モバP「橘さんが卒業する日」 (17)

 橘さんはありすちゃんだけど、ありすちゃんではない。

 あるいは、橘さんはありすちゃんだけど、ありすちゃんではなくなったと言うべきか。言葉遊びのような呼称問題は、「大人」に手を伸ばすありすちゃんを象徴している。

 橘さんは名前で呼ばれるのを嫌がった。ありすちゃんと呼んでいた頃は、橘です、とよく訂正されたものだ。理由を聞けば子供っぽい名前だからなんてため息混じりに答えていたが、本当に嫌だったのは名前で呼ばれる行為そのものにあったことを、ぼくは見逃さなかった。きっと名前は関係ない。理由にできたからそうしただけで、たとえば日本人にありふれた名前だとしても、どうにか上手い具合に理由を作って訂正してきたことだろう。

 簡単な話、同級生が名前で呼び合っていたから、大人が苗字で呼び合っていたから。そういう形式に憧れただけなのだと思う。

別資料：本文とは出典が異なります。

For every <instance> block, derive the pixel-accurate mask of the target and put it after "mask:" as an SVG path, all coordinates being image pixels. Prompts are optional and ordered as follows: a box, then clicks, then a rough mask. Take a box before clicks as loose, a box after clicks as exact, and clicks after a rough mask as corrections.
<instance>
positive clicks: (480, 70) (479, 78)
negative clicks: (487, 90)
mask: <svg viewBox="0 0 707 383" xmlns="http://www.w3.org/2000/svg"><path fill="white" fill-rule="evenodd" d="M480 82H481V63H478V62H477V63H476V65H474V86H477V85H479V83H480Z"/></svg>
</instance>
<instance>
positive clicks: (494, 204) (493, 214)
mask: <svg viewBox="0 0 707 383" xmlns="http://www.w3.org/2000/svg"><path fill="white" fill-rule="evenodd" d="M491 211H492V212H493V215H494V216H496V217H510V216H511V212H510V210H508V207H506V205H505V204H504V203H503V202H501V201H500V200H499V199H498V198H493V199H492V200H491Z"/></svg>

 微笑ましい抵抗だ。可愛らしい背伸びだ。ただ、思春期の子は気難しくなるもので、ぼくたち大人には些細に思えることでも、彼女たち子供にとっては重要な出来事である場合も多い。

 そしてそれは誰しもが経験する。ぼくだってそう。だから、ぼくは笑わなかったし、笑えなかった。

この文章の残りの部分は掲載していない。